Sara Carnicelli

Personal information
- Nationality: Italian
- Born: 31 October 1994 (age 31)

Sport
- Country: Vatican City
- Sport: Athletics
- Events: Middle-distance running, long distance running, steeplechase

Achievements and titles
- Personal bests: 800 m: 2:22.11; 1000 m: 3:02.92; 1500 m: 4:35.31; 3000 m: 9:44.95; 5000 m: 17:07.01; 10,000 m: 36:06.35; 3000 m steeplechase: 10:33.61; Half marathon: 1:17:21;

Medal record
Women's athletics
Representing Vatican City
| Event | 1st | 2nd | 3rd |
| Championships of the Small States of Europe | 0 | 0 | 1^{1} |
| Total | 0 | 0 | 0 |
Championships of the Small States of Europe
| Bronze medal – third place | 2022 Marsa | 5000 m^{1} |

= Sara Carnicelli =

Italian runner (born 1994)

Sara Carnicelli (born 31 October 1994) is an Italian middle and long-distance runner competing for Vatican City.

==Career==
Carnicelli started competing in 2010 as a youth athlete.

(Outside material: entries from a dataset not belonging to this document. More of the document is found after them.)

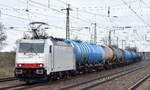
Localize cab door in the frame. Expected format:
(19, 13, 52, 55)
(44, 43, 53, 74)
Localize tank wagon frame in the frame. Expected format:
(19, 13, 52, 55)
(15, 38, 142, 82)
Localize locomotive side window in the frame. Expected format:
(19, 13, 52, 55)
(49, 45, 52, 53)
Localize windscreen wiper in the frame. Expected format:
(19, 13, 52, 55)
(32, 47, 38, 55)
(26, 46, 38, 55)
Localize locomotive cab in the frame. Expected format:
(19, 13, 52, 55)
(15, 39, 51, 81)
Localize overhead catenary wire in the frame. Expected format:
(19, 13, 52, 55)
(2, 13, 65, 30)
(121, 0, 150, 28)
(56, 0, 107, 17)
(5, 28, 28, 32)
(0, 3, 49, 20)
(2, 14, 141, 42)
(26, 0, 119, 32)
(0, 6, 111, 31)
(27, 0, 92, 24)
(120, 0, 150, 47)
(129, 0, 147, 41)
(3, 0, 123, 31)
(132, 0, 142, 14)
(142, 0, 150, 9)
(2, 1, 148, 35)
(18, 0, 100, 32)
(0, 4, 85, 29)
(0, 6, 65, 20)
(22, 0, 114, 34)
(0, 3, 65, 30)
(3, 0, 150, 28)
(0, 0, 149, 50)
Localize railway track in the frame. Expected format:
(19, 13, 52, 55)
(128, 73, 150, 90)
(0, 83, 26, 90)
(57, 65, 148, 90)
(0, 77, 16, 82)
(0, 77, 25, 90)
(0, 80, 39, 90)
(0, 61, 148, 90)
(0, 77, 48, 90)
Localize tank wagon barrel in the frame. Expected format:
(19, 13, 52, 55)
(122, 50, 142, 63)
(102, 46, 114, 63)
(64, 40, 141, 65)
(64, 40, 105, 65)
(110, 47, 124, 64)
(122, 50, 131, 62)
(65, 40, 140, 65)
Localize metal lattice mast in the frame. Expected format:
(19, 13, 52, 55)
(62, 4, 72, 40)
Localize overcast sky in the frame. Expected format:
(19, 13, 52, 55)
(1, 0, 150, 52)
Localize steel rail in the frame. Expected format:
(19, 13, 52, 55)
(0, 77, 16, 82)
(57, 65, 148, 90)
(0, 62, 147, 90)
(128, 73, 150, 90)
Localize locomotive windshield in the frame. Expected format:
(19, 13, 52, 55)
(19, 43, 44, 53)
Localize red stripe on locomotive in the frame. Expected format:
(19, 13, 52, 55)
(16, 63, 44, 68)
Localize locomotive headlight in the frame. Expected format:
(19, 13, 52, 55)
(18, 64, 22, 67)
(37, 64, 44, 68)
(39, 64, 43, 67)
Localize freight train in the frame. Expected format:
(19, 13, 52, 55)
(15, 37, 142, 82)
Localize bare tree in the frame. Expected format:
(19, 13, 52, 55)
(0, 23, 7, 50)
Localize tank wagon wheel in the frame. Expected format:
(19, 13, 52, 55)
(61, 72, 67, 79)
(97, 66, 105, 72)
(103, 62, 111, 70)
(70, 70, 76, 76)
(86, 68, 93, 73)
(64, 71, 71, 79)
(47, 71, 73, 81)
(116, 63, 121, 67)
(47, 73, 58, 81)
(111, 64, 116, 69)
(74, 70, 80, 75)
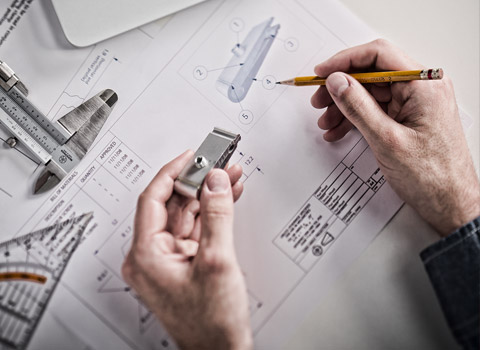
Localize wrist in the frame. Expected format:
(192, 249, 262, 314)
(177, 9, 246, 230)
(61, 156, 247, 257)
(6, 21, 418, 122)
(434, 182, 480, 237)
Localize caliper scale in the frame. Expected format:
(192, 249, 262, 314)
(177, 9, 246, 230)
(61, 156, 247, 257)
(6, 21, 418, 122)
(0, 214, 93, 350)
(0, 60, 118, 194)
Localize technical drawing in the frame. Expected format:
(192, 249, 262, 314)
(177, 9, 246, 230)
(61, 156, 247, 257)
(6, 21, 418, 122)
(216, 18, 280, 103)
(96, 271, 157, 335)
(229, 149, 265, 183)
(49, 313, 97, 350)
(0, 0, 407, 348)
(91, 215, 174, 348)
(179, 3, 324, 132)
(49, 48, 117, 122)
(274, 138, 387, 271)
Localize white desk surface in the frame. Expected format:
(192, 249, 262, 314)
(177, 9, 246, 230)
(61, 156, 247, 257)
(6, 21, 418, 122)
(285, 0, 479, 349)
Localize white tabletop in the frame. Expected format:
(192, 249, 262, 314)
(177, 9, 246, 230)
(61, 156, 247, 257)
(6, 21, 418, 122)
(285, 0, 479, 349)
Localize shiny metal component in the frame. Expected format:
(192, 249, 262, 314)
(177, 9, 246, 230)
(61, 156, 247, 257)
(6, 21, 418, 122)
(9, 85, 72, 144)
(194, 155, 208, 169)
(6, 137, 17, 148)
(0, 60, 28, 95)
(34, 169, 61, 194)
(0, 59, 118, 194)
(34, 89, 118, 194)
(57, 89, 117, 159)
(174, 128, 241, 199)
(216, 18, 280, 103)
(420, 68, 443, 80)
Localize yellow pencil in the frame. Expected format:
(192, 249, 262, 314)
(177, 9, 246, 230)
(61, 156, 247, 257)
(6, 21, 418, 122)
(277, 68, 443, 86)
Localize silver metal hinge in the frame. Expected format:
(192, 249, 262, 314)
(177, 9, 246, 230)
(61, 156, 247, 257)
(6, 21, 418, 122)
(174, 127, 241, 199)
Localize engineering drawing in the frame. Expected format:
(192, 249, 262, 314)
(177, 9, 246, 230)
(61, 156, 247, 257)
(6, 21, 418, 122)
(216, 18, 280, 103)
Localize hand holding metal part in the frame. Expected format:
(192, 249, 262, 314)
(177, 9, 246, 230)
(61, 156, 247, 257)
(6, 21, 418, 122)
(123, 152, 251, 350)
(0, 60, 117, 194)
(174, 128, 241, 199)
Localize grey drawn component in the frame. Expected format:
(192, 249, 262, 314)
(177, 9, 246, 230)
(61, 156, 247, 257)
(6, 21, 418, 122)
(216, 18, 280, 103)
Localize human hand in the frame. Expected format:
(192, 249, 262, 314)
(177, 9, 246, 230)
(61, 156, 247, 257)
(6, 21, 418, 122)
(311, 39, 480, 236)
(122, 150, 253, 350)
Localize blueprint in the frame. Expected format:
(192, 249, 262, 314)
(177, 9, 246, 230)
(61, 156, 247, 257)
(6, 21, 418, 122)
(0, 0, 404, 349)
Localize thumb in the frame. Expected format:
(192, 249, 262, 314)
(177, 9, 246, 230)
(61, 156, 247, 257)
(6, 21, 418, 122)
(197, 169, 235, 262)
(326, 72, 399, 142)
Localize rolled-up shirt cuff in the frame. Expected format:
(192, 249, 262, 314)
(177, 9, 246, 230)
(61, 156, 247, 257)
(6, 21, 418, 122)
(420, 216, 480, 350)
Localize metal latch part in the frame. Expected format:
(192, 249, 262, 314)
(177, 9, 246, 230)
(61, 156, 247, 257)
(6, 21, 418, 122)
(174, 127, 241, 199)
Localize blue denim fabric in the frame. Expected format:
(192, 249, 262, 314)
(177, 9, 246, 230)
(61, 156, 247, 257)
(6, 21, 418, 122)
(420, 217, 480, 350)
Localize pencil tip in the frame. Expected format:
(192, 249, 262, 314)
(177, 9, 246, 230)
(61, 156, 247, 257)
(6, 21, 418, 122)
(276, 82, 281, 84)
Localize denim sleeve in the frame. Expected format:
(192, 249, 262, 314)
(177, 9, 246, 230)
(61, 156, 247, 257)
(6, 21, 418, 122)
(420, 217, 480, 350)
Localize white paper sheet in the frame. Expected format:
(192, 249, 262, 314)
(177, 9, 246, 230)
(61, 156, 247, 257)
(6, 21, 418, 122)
(0, 0, 404, 349)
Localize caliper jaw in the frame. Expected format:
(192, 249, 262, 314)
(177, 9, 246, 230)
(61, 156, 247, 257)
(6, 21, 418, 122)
(34, 89, 118, 194)
(0, 60, 117, 194)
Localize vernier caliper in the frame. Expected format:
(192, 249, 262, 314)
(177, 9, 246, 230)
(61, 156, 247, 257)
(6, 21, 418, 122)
(0, 60, 117, 194)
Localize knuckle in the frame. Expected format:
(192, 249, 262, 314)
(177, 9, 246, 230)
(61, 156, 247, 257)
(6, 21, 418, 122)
(130, 246, 147, 266)
(121, 256, 134, 284)
(204, 201, 233, 221)
(205, 208, 232, 222)
(200, 248, 231, 273)
(137, 192, 149, 207)
(379, 127, 404, 150)
(373, 38, 391, 48)
(121, 245, 149, 286)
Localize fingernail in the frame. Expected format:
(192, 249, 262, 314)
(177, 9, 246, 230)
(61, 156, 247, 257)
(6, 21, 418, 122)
(327, 73, 349, 97)
(206, 171, 229, 192)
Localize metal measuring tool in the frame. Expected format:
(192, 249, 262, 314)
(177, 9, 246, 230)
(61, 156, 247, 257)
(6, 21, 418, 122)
(0, 60, 118, 194)
(0, 213, 93, 350)
(174, 127, 241, 199)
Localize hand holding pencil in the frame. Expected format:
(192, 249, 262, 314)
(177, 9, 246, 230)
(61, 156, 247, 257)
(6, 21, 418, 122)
(310, 39, 480, 236)
(278, 68, 443, 86)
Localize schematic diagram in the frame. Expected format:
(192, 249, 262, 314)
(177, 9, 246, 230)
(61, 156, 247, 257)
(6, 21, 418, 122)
(274, 138, 386, 271)
(0, 0, 409, 348)
(216, 18, 280, 103)
(179, 1, 324, 132)
(229, 148, 265, 183)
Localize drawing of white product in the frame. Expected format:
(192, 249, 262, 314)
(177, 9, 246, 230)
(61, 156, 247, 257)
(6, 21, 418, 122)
(216, 18, 280, 103)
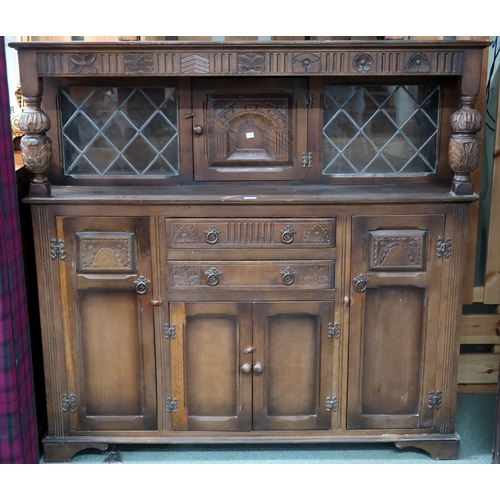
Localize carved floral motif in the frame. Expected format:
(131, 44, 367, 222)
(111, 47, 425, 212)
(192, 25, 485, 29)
(20, 136, 52, 173)
(237, 53, 265, 74)
(406, 52, 431, 73)
(304, 265, 330, 286)
(449, 136, 481, 173)
(450, 108, 482, 134)
(293, 53, 321, 73)
(353, 53, 373, 73)
(305, 224, 330, 244)
(18, 99, 50, 134)
(80, 239, 131, 270)
(69, 54, 98, 74)
(372, 236, 423, 268)
(173, 266, 200, 286)
(172, 224, 197, 244)
(125, 53, 154, 74)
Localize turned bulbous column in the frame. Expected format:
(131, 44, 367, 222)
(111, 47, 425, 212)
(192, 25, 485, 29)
(19, 96, 52, 197)
(448, 96, 482, 196)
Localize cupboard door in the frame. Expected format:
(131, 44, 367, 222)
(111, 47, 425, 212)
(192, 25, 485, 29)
(170, 302, 253, 431)
(347, 215, 445, 430)
(252, 302, 334, 431)
(60, 217, 156, 431)
(192, 78, 308, 182)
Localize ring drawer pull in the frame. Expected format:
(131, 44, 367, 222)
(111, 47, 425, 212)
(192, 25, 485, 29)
(205, 267, 222, 286)
(353, 274, 369, 292)
(280, 225, 297, 244)
(134, 276, 151, 295)
(281, 266, 297, 286)
(205, 225, 221, 245)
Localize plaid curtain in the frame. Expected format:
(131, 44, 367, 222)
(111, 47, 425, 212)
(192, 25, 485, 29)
(0, 37, 38, 463)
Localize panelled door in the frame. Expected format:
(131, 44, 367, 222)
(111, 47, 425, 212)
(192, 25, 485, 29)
(347, 214, 446, 430)
(170, 301, 334, 431)
(59, 216, 157, 431)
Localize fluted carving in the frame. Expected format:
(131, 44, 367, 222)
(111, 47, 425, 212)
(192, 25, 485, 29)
(448, 96, 482, 195)
(18, 96, 52, 196)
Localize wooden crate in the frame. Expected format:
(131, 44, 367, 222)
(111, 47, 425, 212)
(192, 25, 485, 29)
(458, 311, 500, 393)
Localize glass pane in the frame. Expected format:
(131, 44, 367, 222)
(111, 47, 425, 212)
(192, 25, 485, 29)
(60, 86, 179, 177)
(322, 84, 440, 176)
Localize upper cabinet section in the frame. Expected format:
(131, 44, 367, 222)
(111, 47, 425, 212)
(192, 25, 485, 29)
(11, 40, 490, 195)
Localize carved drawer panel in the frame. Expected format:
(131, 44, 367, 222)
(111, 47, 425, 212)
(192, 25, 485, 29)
(368, 229, 427, 272)
(166, 219, 335, 248)
(167, 261, 335, 290)
(75, 232, 136, 274)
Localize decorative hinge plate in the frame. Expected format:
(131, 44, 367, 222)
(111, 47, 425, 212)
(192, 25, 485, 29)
(428, 390, 442, 410)
(328, 323, 340, 339)
(303, 93, 314, 109)
(50, 238, 66, 260)
(302, 152, 313, 168)
(436, 236, 452, 258)
(62, 393, 77, 413)
(166, 397, 178, 413)
(326, 396, 338, 412)
(164, 324, 176, 339)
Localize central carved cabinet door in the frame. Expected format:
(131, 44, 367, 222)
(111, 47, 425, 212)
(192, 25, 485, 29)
(59, 216, 157, 431)
(192, 78, 308, 181)
(347, 214, 446, 430)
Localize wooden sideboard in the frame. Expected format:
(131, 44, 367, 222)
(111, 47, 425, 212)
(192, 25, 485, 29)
(11, 39, 490, 462)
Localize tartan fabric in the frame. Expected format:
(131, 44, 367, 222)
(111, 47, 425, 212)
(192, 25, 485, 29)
(0, 37, 38, 463)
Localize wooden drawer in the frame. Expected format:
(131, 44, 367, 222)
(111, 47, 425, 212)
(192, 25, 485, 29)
(166, 219, 336, 248)
(167, 261, 335, 290)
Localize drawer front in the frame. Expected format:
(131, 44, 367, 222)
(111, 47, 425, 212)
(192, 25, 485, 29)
(167, 219, 336, 248)
(168, 261, 335, 290)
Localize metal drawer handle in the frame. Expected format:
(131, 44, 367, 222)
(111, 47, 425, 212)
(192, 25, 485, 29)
(205, 225, 221, 245)
(205, 267, 222, 286)
(134, 276, 151, 295)
(281, 266, 297, 286)
(280, 225, 297, 244)
(353, 274, 369, 293)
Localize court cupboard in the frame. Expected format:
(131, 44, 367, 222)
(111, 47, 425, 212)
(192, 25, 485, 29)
(11, 39, 490, 461)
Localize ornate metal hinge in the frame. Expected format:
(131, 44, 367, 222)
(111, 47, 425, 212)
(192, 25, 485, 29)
(328, 323, 340, 339)
(50, 238, 66, 260)
(302, 152, 313, 168)
(436, 236, 452, 259)
(303, 93, 314, 109)
(326, 396, 338, 412)
(166, 397, 178, 413)
(164, 324, 176, 339)
(428, 390, 443, 410)
(62, 393, 77, 413)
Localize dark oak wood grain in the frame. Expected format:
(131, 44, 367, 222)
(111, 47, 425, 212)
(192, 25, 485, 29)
(11, 39, 490, 462)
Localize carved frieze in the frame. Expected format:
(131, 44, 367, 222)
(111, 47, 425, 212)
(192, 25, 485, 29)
(237, 52, 266, 74)
(406, 52, 431, 73)
(293, 53, 321, 73)
(353, 53, 373, 73)
(69, 54, 98, 74)
(180, 54, 210, 73)
(124, 53, 154, 74)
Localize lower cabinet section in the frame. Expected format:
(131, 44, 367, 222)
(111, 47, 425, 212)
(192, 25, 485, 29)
(169, 301, 334, 432)
(34, 207, 468, 462)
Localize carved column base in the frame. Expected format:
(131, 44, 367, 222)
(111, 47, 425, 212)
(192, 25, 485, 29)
(451, 174, 473, 196)
(29, 179, 51, 197)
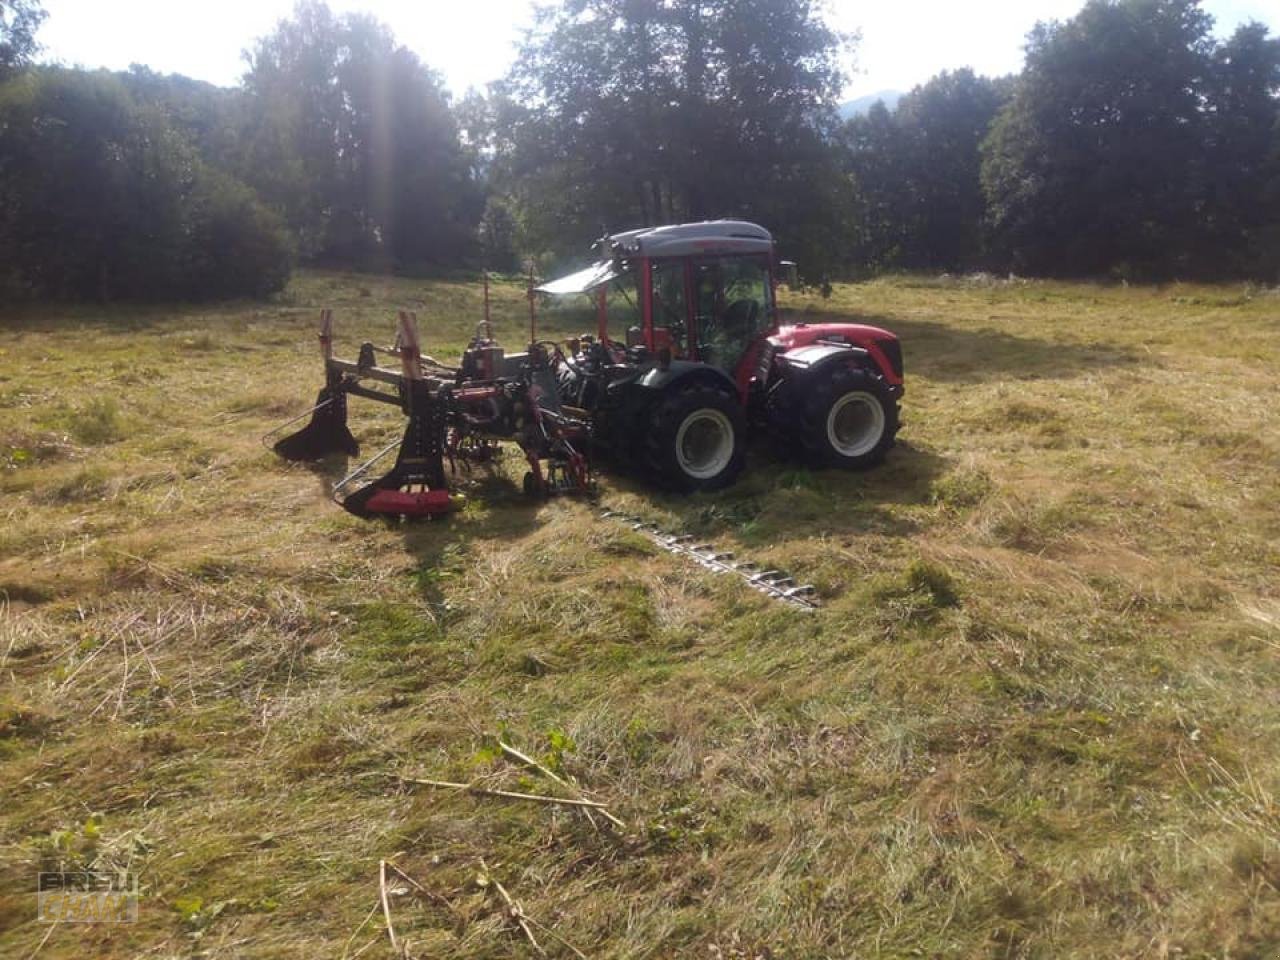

Wearing the colours of Vatican City, she was the first female finisher of the Stracittadina event at the Run to Rome Marathon in 2019.

In 2022, Carnicelli competed for the Vatican City alongside her compatriot Emiliano Morbidelli, at the 2022 Championships of the Small States of Europe in the women's 5000 m. She finished third and, as she participated in a "non-scoring" manner, was awarded an honorary bronze medal. She then participated at the Mediterranean Games in Oran, Algeria, once again competing in a "non-scoring" manner. She would have finished in ninth place if she had competed in a "scoring" manner.

She continued to compete in races throughout Italy in the colours of the Vatican City. She won the Talenti Run on 26 March 2023, held in the vicinity of the Parco Talenti in Rome over 10 km, in a time of 35:24. That month, she won the 10 km road race, Vola Ciampino, in Ciampino, Italy, in a time of 36:10. In September 2023, she won the TraninCorsa Half Marathon in Italy, in a time of 1:21:02. In 2023 and 2024, she won the Dogi's Half Marathon, finishing in Venice, Italy.

==Personal life==
Carnicelli is from the district of Lazio region of Italy. She is eligible to represent the Vatican through her parents. Around the Rings states that Carnicelli was eligible to represent the nation through her mother, an administrative worker at the Vatican, while L'Osservatore Romano and la Repubblica named her father Giancarlo Carnicelli, a Vatican official, as the reason for her eligibility.

==Competition record==
Representing the VAT
Unofficial results
| 2022 | Championships of the Small States of Europe | Marsa, Malta | 3rd | 5,000 m | 17:09.77 |
| Mediterranean Games | Oran, Algeria | 9th | Half marathon | 1:17:21 | |

Year: Competition; Venue; Position; Event; Notes
Representing the Vatican City
Unofficial results
2022: Championships of the Small States of Europe; Marsa, Malta; 3rd^{1}^{2}; 5,000 m; 17:09.77
Mediterranean Games: Oran, Algeria; 9th^{2}; Half marathon; 1:17:21

==Notes==
 Honorary medal.
 Non-scoring manner, not official ranking.